Son libres de votar, libres de expresar públicamente sus
opiniones, de formar asociaciones y partidos políticos. Sólo que la mitad de
ellos no vota ni siquiera en las elecciones presidenciales; la expresión pública
no es libre sino patrocinada por intereses privados y nunca se forman partidos.
¿Son libres? Para parafrasear a Rosa Luxemburgo, ¿se es libre o uno sólo puede
actuar libremente? El desarrollo de este asunto nos alejaría demasiado del tema
de estas meditaciones, pero hay un punto en el que quiero hacer énfasis. La
democracia es un sistema de derechos positivos, pero no genera automáticamente
las condiciones necesarias para el ejercicio de esos derechos. Como John Stuart
Mill observó en alguna parte, “sin salarios decentes y alfabetismo universal,
ningún gobierno de opinión pública es posible”. Mas no hay nada en la
democracia per se que garantice que los salarios serán decentes y el
alfabetismo universal. La solución del siglo XIX a este problema fue restringir
la ciudadanía a quienes estuvieran en condiciones de ejercerla. Pero hoy la
ciudadanía es nominalmente universal, al tiempo que muchas personas no
disfrutan de las condiciones necesarias para ejercerla. Así, podríamos estar
contemplando un nuevo monstruo: la democracia sin ciudadanía efectiva.
Por eso, me parece interesante combinar dos perspectivas.
Encuentro iluminador pensar sobre la evolución histórica de las instituciones
representativas hacia lo que llamamos hoy democracia. Mi intuición fundamental
es que todavía tendemos a evaluar a las democracias contemporáneas en términos
de los ideales de sus fundadores. Y puesto que algunos de esos ideales eran
incoherentes o impracticables, hallamos deficientes a las democracias en que
vivimos. Creo que debemos liberarnos de estos grilletes. No pretendo que esta
sea una empresa nueva: Robert Dahl, por ejemplo, pasó la mayor parte de su vida
meditando sobre estos mismos temas. Junto con Dahl, Hans Kelsen, Joseph
Schumpeter, Anthony Downs y Norberto Bobbio se encuentran entre mis guías
intelectuales. Si escribo esto no es porque considere sus respuestas
defectuosas, sino porque encuentro que muchas preguntas todavía están abiertas.

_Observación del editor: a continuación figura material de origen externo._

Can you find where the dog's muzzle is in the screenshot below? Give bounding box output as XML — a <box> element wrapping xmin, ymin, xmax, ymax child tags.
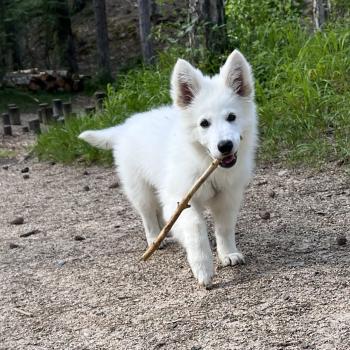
<box><xmin>220</xmin><ymin>152</ymin><xmax>238</xmax><ymax>168</ymax></box>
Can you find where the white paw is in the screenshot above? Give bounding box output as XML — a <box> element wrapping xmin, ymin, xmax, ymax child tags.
<box><xmin>220</xmin><ymin>252</ymin><xmax>245</xmax><ymax>267</ymax></box>
<box><xmin>191</xmin><ymin>262</ymin><xmax>214</xmax><ymax>288</ymax></box>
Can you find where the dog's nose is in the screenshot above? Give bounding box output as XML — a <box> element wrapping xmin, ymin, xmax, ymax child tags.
<box><xmin>217</xmin><ymin>140</ymin><xmax>233</xmax><ymax>154</ymax></box>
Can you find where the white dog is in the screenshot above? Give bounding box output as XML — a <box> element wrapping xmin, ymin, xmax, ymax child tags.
<box><xmin>79</xmin><ymin>50</ymin><xmax>257</xmax><ymax>287</ymax></box>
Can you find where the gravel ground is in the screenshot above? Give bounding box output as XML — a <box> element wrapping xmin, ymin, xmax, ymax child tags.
<box><xmin>0</xmin><ymin>129</ymin><xmax>349</xmax><ymax>350</ymax></box>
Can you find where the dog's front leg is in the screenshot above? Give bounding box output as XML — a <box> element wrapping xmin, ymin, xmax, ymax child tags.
<box><xmin>209</xmin><ymin>190</ymin><xmax>245</xmax><ymax>266</ymax></box>
<box><xmin>164</xmin><ymin>202</ymin><xmax>213</xmax><ymax>287</ymax></box>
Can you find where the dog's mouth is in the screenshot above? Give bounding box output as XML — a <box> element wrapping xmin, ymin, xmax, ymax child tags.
<box><xmin>220</xmin><ymin>152</ymin><xmax>238</xmax><ymax>168</ymax></box>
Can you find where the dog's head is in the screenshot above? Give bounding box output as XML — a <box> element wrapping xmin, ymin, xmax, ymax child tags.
<box><xmin>171</xmin><ymin>50</ymin><xmax>255</xmax><ymax>168</ymax></box>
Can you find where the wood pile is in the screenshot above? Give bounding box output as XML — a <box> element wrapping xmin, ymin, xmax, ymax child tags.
<box><xmin>3</xmin><ymin>69</ymin><xmax>89</xmax><ymax>92</ymax></box>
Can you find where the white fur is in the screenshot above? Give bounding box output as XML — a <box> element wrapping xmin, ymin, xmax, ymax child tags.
<box><xmin>79</xmin><ymin>50</ymin><xmax>258</xmax><ymax>287</ymax></box>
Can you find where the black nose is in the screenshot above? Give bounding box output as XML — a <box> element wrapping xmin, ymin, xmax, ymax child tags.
<box><xmin>217</xmin><ymin>140</ymin><xmax>233</xmax><ymax>154</ymax></box>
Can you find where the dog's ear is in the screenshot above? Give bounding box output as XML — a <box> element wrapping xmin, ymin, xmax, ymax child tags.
<box><xmin>171</xmin><ymin>59</ymin><xmax>202</xmax><ymax>109</ymax></box>
<box><xmin>220</xmin><ymin>50</ymin><xmax>254</xmax><ymax>98</ymax></box>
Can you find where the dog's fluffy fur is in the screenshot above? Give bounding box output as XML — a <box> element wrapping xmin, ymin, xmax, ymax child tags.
<box><xmin>79</xmin><ymin>50</ymin><xmax>257</xmax><ymax>287</ymax></box>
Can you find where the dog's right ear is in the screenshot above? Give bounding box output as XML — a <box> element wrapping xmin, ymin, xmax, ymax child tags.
<box><xmin>171</xmin><ymin>59</ymin><xmax>202</xmax><ymax>109</ymax></box>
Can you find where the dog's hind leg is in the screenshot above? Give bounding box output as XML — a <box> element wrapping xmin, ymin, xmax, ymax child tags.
<box><xmin>122</xmin><ymin>180</ymin><xmax>162</xmax><ymax>247</ymax></box>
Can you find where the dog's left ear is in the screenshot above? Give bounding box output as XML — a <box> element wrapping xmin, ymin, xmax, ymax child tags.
<box><xmin>220</xmin><ymin>50</ymin><xmax>254</xmax><ymax>98</ymax></box>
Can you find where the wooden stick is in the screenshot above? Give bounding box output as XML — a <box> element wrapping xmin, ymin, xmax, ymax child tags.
<box><xmin>141</xmin><ymin>158</ymin><xmax>221</xmax><ymax>261</ymax></box>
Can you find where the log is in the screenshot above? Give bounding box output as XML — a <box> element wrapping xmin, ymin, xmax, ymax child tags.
<box><xmin>3</xmin><ymin>125</ymin><xmax>12</xmax><ymax>136</ymax></box>
<box><xmin>45</xmin><ymin>107</ymin><xmax>54</xmax><ymax>123</ymax></box>
<box><xmin>94</xmin><ymin>91</ymin><xmax>106</xmax><ymax>111</ymax></box>
<box><xmin>8</xmin><ymin>106</ymin><xmax>21</xmax><ymax>125</ymax></box>
<box><xmin>52</xmin><ymin>99</ymin><xmax>63</xmax><ymax>117</ymax></box>
<box><xmin>28</xmin><ymin>119</ymin><xmax>41</xmax><ymax>134</ymax></box>
<box><xmin>1</xmin><ymin>113</ymin><xmax>10</xmax><ymax>125</ymax></box>
<box><xmin>63</xmin><ymin>102</ymin><xmax>72</xmax><ymax>117</ymax></box>
<box><xmin>85</xmin><ymin>106</ymin><xmax>96</xmax><ymax>115</ymax></box>
<box><xmin>141</xmin><ymin>158</ymin><xmax>221</xmax><ymax>261</ymax></box>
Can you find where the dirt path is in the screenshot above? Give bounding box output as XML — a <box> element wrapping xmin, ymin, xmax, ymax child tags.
<box><xmin>0</xmin><ymin>129</ymin><xmax>349</xmax><ymax>350</ymax></box>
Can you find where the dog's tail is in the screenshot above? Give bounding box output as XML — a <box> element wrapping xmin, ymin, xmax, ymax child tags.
<box><xmin>78</xmin><ymin>126</ymin><xmax>120</xmax><ymax>150</ymax></box>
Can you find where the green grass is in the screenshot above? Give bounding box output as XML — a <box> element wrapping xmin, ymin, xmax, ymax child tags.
<box><xmin>34</xmin><ymin>15</ymin><xmax>350</xmax><ymax>168</ymax></box>
<box><xmin>0</xmin><ymin>88</ymin><xmax>77</xmax><ymax>113</ymax></box>
<box><xmin>0</xmin><ymin>148</ymin><xmax>17</xmax><ymax>158</ymax></box>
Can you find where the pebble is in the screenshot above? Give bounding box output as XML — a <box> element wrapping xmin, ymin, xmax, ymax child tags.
<box><xmin>56</xmin><ymin>260</ymin><xmax>66</xmax><ymax>267</ymax></box>
<box><xmin>10</xmin><ymin>217</ymin><xmax>24</xmax><ymax>225</ymax></box>
<box><xmin>21</xmin><ymin>167</ymin><xmax>29</xmax><ymax>173</ymax></box>
<box><xmin>83</xmin><ymin>185</ymin><xmax>90</xmax><ymax>191</ymax></box>
<box><xmin>23</xmin><ymin>174</ymin><xmax>30</xmax><ymax>179</ymax></box>
<box><xmin>268</xmin><ymin>190</ymin><xmax>276</xmax><ymax>198</ymax></box>
<box><xmin>3</xmin><ymin>165</ymin><xmax>9</xmax><ymax>170</ymax></box>
<box><xmin>109</xmin><ymin>182</ymin><xmax>119</xmax><ymax>189</ymax></box>
<box><xmin>9</xmin><ymin>243</ymin><xmax>19</xmax><ymax>249</ymax></box>
<box><xmin>336</xmin><ymin>235</ymin><xmax>347</xmax><ymax>246</ymax></box>
<box><xmin>74</xmin><ymin>235</ymin><xmax>85</xmax><ymax>241</ymax></box>
<box><xmin>278</xmin><ymin>170</ymin><xmax>288</xmax><ymax>176</ymax></box>
<box><xmin>83</xmin><ymin>170</ymin><xmax>89</xmax><ymax>176</ymax></box>
<box><xmin>259</xmin><ymin>211</ymin><xmax>271</xmax><ymax>220</ymax></box>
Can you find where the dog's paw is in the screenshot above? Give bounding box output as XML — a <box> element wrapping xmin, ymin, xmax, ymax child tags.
<box><xmin>219</xmin><ymin>252</ymin><xmax>245</xmax><ymax>267</ymax></box>
<box><xmin>191</xmin><ymin>263</ymin><xmax>214</xmax><ymax>288</ymax></box>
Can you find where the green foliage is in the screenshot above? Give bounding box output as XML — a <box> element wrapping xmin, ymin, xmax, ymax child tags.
<box><xmin>35</xmin><ymin>1</ymin><xmax>350</xmax><ymax>167</ymax></box>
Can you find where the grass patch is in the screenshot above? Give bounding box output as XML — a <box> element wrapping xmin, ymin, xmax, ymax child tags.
<box><xmin>34</xmin><ymin>14</ymin><xmax>350</xmax><ymax>167</ymax></box>
<box><xmin>0</xmin><ymin>88</ymin><xmax>78</xmax><ymax>114</ymax></box>
<box><xmin>0</xmin><ymin>148</ymin><xmax>17</xmax><ymax>158</ymax></box>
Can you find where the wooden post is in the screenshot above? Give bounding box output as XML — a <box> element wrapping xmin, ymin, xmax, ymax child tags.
<box><xmin>1</xmin><ymin>113</ymin><xmax>10</xmax><ymax>125</ymax></box>
<box><xmin>85</xmin><ymin>106</ymin><xmax>96</xmax><ymax>115</ymax></box>
<box><xmin>3</xmin><ymin>125</ymin><xmax>12</xmax><ymax>136</ymax></box>
<box><xmin>94</xmin><ymin>91</ymin><xmax>106</xmax><ymax>111</ymax></box>
<box><xmin>28</xmin><ymin>119</ymin><xmax>41</xmax><ymax>134</ymax></box>
<box><xmin>52</xmin><ymin>99</ymin><xmax>63</xmax><ymax>117</ymax></box>
<box><xmin>38</xmin><ymin>103</ymin><xmax>49</xmax><ymax>122</ymax></box>
<box><xmin>8</xmin><ymin>106</ymin><xmax>21</xmax><ymax>125</ymax></box>
<box><xmin>63</xmin><ymin>102</ymin><xmax>72</xmax><ymax>117</ymax></box>
<box><xmin>45</xmin><ymin>107</ymin><xmax>54</xmax><ymax>122</ymax></box>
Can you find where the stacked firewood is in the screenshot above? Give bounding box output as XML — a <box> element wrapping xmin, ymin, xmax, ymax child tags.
<box><xmin>3</xmin><ymin>69</ymin><xmax>89</xmax><ymax>92</ymax></box>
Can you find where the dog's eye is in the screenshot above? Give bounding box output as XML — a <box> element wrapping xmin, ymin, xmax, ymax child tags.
<box><xmin>200</xmin><ymin>119</ymin><xmax>210</xmax><ymax>128</ymax></box>
<box><xmin>227</xmin><ymin>113</ymin><xmax>236</xmax><ymax>122</ymax></box>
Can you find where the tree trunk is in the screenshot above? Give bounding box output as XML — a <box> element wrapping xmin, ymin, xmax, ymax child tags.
<box><xmin>52</xmin><ymin>0</ymin><xmax>79</xmax><ymax>73</ymax></box>
<box><xmin>189</xmin><ymin>0</ymin><xmax>227</xmax><ymax>54</ymax></box>
<box><xmin>312</xmin><ymin>0</ymin><xmax>331</xmax><ymax>30</ymax></box>
<box><xmin>137</xmin><ymin>0</ymin><xmax>155</xmax><ymax>65</ymax></box>
<box><xmin>92</xmin><ymin>0</ymin><xmax>112</xmax><ymax>80</ymax></box>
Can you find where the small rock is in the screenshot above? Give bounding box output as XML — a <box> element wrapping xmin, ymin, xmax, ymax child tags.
<box><xmin>10</xmin><ymin>217</ymin><xmax>24</xmax><ymax>225</ymax></box>
<box><xmin>336</xmin><ymin>235</ymin><xmax>347</xmax><ymax>246</ymax></box>
<box><xmin>74</xmin><ymin>235</ymin><xmax>85</xmax><ymax>241</ymax></box>
<box><xmin>278</xmin><ymin>170</ymin><xmax>287</xmax><ymax>176</ymax></box>
<box><xmin>9</xmin><ymin>243</ymin><xmax>19</xmax><ymax>249</ymax></box>
<box><xmin>83</xmin><ymin>170</ymin><xmax>89</xmax><ymax>175</ymax></box>
<box><xmin>23</xmin><ymin>174</ymin><xmax>30</xmax><ymax>179</ymax></box>
<box><xmin>3</xmin><ymin>165</ymin><xmax>9</xmax><ymax>170</ymax></box>
<box><xmin>21</xmin><ymin>167</ymin><xmax>29</xmax><ymax>173</ymax></box>
<box><xmin>191</xmin><ymin>346</ymin><xmax>202</xmax><ymax>350</ymax></box>
<box><xmin>20</xmin><ymin>229</ymin><xmax>40</xmax><ymax>238</ymax></box>
<box><xmin>109</xmin><ymin>182</ymin><xmax>119</xmax><ymax>189</ymax></box>
<box><xmin>56</xmin><ymin>260</ymin><xmax>66</xmax><ymax>267</ymax></box>
<box><xmin>83</xmin><ymin>185</ymin><xmax>90</xmax><ymax>191</ymax></box>
<box><xmin>259</xmin><ymin>211</ymin><xmax>271</xmax><ymax>220</ymax></box>
<box><xmin>50</xmin><ymin>161</ymin><xmax>56</xmax><ymax>166</ymax></box>
<box><xmin>268</xmin><ymin>190</ymin><xmax>276</xmax><ymax>198</ymax></box>
<box><xmin>257</xmin><ymin>180</ymin><xmax>268</xmax><ymax>186</ymax></box>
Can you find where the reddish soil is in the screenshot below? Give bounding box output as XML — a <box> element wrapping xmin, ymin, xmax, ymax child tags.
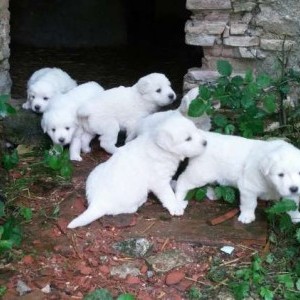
<box><xmin>0</xmin><ymin>147</ymin><xmax>266</xmax><ymax>299</ymax></box>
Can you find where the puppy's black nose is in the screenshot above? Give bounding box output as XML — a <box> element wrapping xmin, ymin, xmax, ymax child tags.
<box><xmin>202</xmin><ymin>140</ymin><xmax>207</xmax><ymax>147</ymax></box>
<box><xmin>58</xmin><ymin>138</ymin><xmax>65</xmax><ymax>144</ymax></box>
<box><xmin>290</xmin><ymin>186</ymin><xmax>299</xmax><ymax>193</ymax></box>
<box><xmin>168</xmin><ymin>93</ymin><xmax>175</xmax><ymax>100</ymax></box>
<box><xmin>34</xmin><ymin>105</ymin><xmax>40</xmax><ymax>111</ymax></box>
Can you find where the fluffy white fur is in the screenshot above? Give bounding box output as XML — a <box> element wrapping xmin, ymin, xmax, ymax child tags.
<box><xmin>175</xmin><ymin>132</ymin><xmax>300</xmax><ymax>224</ymax></box>
<box><xmin>41</xmin><ymin>82</ymin><xmax>104</xmax><ymax>161</ymax></box>
<box><xmin>67</xmin><ymin>114</ymin><xmax>208</xmax><ymax>228</ymax></box>
<box><xmin>23</xmin><ymin>67</ymin><xmax>77</xmax><ymax>113</ymax></box>
<box><xmin>127</xmin><ymin>87</ymin><xmax>213</xmax><ymax>140</ymax></box>
<box><xmin>77</xmin><ymin>73</ymin><xmax>176</xmax><ymax>154</ymax></box>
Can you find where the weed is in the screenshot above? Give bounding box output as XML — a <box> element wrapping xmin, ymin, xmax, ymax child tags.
<box><xmin>83</xmin><ymin>288</ymin><xmax>135</xmax><ymax>300</ymax></box>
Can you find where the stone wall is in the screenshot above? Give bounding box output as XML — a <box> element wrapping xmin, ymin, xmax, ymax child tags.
<box><xmin>0</xmin><ymin>0</ymin><xmax>11</xmax><ymax>94</ymax></box>
<box><xmin>184</xmin><ymin>0</ymin><xmax>300</xmax><ymax>91</ymax></box>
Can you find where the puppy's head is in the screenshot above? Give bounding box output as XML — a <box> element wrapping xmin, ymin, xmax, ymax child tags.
<box><xmin>41</xmin><ymin>110</ymin><xmax>77</xmax><ymax>146</ymax></box>
<box><xmin>136</xmin><ymin>73</ymin><xmax>176</xmax><ymax>107</ymax></box>
<box><xmin>154</xmin><ymin>114</ymin><xmax>207</xmax><ymax>160</ymax></box>
<box><xmin>27</xmin><ymin>81</ymin><xmax>58</xmax><ymax>113</ymax></box>
<box><xmin>260</xmin><ymin>143</ymin><xmax>300</xmax><ymax>197</ymax></box>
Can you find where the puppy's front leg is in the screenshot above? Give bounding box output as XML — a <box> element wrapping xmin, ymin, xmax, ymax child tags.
<box><xmin>69</xmin><ymin>136</ymin><xmax>82</xmax><ymax>161</ymax></box>
<box><xmin>286</xmin><ymin>196</ymin><xmax>300</xmax><ymax>223</ymax></box>
<box><xmin>81</xmin><ymin>132</ymin><xmax>94</xmax><ymax>153</ymax></box>
<box><xmin>175</xmin><ymin>175</ymin><xmax>199</xmax><ymax>202</ymax></box>
<box><xmin>238</xmin><ymin>190</ymin><xmax>257</xmax><ymax>224</ymax></box>
<box><xmin>151</xmin><ymin>183</ymin><xmax>187</xmax><ymax>216</ymax></box>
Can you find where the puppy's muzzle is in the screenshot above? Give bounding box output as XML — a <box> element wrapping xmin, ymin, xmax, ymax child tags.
<box><xmin>34</xmin><ymin>105</ymin><xmax>41</xmax><ymax>112</ymax></box>
<box><xmin>290</xmin><ymin>186</ymin><xmax>299</xmax><ymax>194</ymax></box>
<box><xmin>58</xmin><ymin>137</ymin><xmax>65</xmax><ymax>144</ymax></box>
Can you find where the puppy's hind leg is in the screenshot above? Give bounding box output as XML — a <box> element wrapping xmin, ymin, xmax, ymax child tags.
<box><xmin>67</xmin><ymin>206</ymin><xmax>104</xmax><ymax>229</ymax></box>
<box><xmin>81</xmin><ymin>132</ymin><xmax>94</xmax><ymax>153</ymax></box>
<box><xmin>99</xmin><ymin>120</ymin><xmax>120</xmax><ymax>154</ymax></box>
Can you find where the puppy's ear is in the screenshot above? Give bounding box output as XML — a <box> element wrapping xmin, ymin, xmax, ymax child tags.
<box><xmin>178</xmin><ymin>96</ymin><xmax>189</xmax><ymax>114</ymax></box>
<box><xmin>136</xmin><ymin>78</ymin><xmax>151</xmax><ymax>95</ymax></box>
<box><xmin>155</xmin><ymin>128</ymin><xmax>174</xmax><ymax>152</ymax></box>
<box><xmin>260</xmin><ymin>154</ymin><xmax>279</xmax><ymax>176</ymax></box>
<box><xmin>41</xmin><ymin>117</ymin><xmax>47</xmax><ymax>133</ymax></box>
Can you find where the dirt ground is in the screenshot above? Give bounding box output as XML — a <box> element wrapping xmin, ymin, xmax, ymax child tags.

La historia ilumina variaciones y grados pero no puede
hablarnos sobre los límites y las posibilidades. Para determinar lo que la
democracia puede lograr requerimos modelos analíticos. Por tanto, prefiero
basarme en la teoría de la elección social. Los cuatro axiomas introducidos en
una breve nota matemática de May (1952) son atractivos desde el punto de vista
normativo y son útiles analíticamente para identificar los límites de la
democracia así como los rumbos de mejoras practicables. Pero la teoría de la
elección social sólo alcanza a medias a elucidar algunos aspectos importantes
de la democracia: igualdad en el ámbito económico, efectividad de la
participación política, el control del gobierno por parte de los ciudadanos y
el ámbito de asuntos que deben estar sujetos a las decisiones colectivas.
También existen otros modelos que se pueden usar.
A pesar de que el material de este libro es histórico y
comparativo, su motivación es normativa. Cuando estaba en el posgrado —hace ya
algún tiempo— todos los departamentos de ciencia política ofrecían un curso
sobre Gobierno Comparado y otro sobre Filosofía Política, llamado popularmente
“De Platón a la OTAN”.8 La política comparada era el material con el cual
pensar las grandes cuestiones postuladas por los venerables pensadores del
pasado. Sin embargo, en las últimas cuatro décadas estas materias se separaron.
Por cierto, la filosofía política —la historia del pensamiento político, para
ser más preciso—prácticamente desapareció de los programas de estudio. Mas la
historia del pensamiento es la historia de grandes cuestiones, cuestiones que
al fin y al cabo nos importan. Y encuentro emocionante el preguntarnos qué
hemos aprendido sobre esas cuestiones a partir de nuestro conocimiento empírico
de las instituciones políticas y los eventos. Creo que sí aprendimos; somos más
sabios, a menudo vemos las cosas con más claridad que nuestros precursores
intelectuales. Pero a menos que apliquemos nuestro conocimiento a las grandes
cuestiones éste permanecerá estéril.